My feet are getting used to walking and, although I am fully aware that I will eventually regret saying this, the truth is that today's walk was a bit short. It was 14 kilometres from Bascharage to Kleinbettingen, passing through Grass and Kahler. After so many days of traversing the dry lands of the south, I let myself be immersed in Luxembourg's Wild West.
At first glance, the West is easier to get around. The paths are mostly flat, there is shade everywhere, and much of the route is on a bicycle path - so there are always people passing from one side to the other, which greatly reduces the feeling of loneliness. This is a curious ambiguity, because this is the loneliest part of the country. The West is the region where the fewest people live in all of Luxembourg.
Three of the five smallest populated communes in the Grand Duchy are in the West - including the two smallest of all, Saeul and Wahl. And that feeling is immediate as soon as you arrive. The villages are small and pastoral, with large barns and stables but little infrastructure for the population. The fields are ploughed, and on the side roads you are more likely to find horses or tractors than cars or buses. It is a territory somehow lost in time.
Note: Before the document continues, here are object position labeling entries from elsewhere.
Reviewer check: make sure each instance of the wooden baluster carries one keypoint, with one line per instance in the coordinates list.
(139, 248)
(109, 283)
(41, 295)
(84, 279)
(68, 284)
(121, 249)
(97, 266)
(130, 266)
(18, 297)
And overwhelming, too. Upon arriving in Kahler, however, I felt like I needed to pinch myself. The facades of the houses, the stables, and the farms are decorated with large murals that take up entire walls and turn a small village near the Belgian border into an unlikely outdoor urban art museum.
On the way, shortly before, I had been joined by Alain Welter, whom friends jokingly named the King of Kahler, and who is actually the inventor of it all. "I got tired of seeing the place where I grew up being a place to pass through and wanted to make it a place to stop," he told me when we hit the road. When he was a kid, there was a coffee shop, a store, and a grocery store here.
"Everything gradually closed down and a feeling of abandonment set in," he explains with two cans of paint in his hand. "Then, with the arrival of the housing crisis and thousands of people moving across the border, Kahler began to suffer from chaotic traffic. To escape the traffic jams on the freeway people started coming this way and destroying the peacefulness we were used to. Suddenly we had the worst of the city and the worst of the countryside," he says.
The change came five years ago. Welter went to Berlin to study illustration, where he fell in love with graffiti and urban arts. As an end-of-course project, he decided to paint a mural in his home village. "It was hard to convince people to give me their facades, but after I did the first one the other neighbours were already coming to ask me to paint their walls," he laughs.
He has always used the elements of local life as inspiration: animals and agriculture, cycling and the memory of those who made the land remarkable - and painted them on the walls. In 2018, he organised a festival with art workshops and concerts, invited more artists to paint murals, and spread a new motto for an abandoned place around the country: Make Koler Kooler. Today people come from all over Europe to see the transformation. And, in a way, Kahler has become the centre of a brave new world. "It's really cool, don't you think? And I'm not done here yet," he says.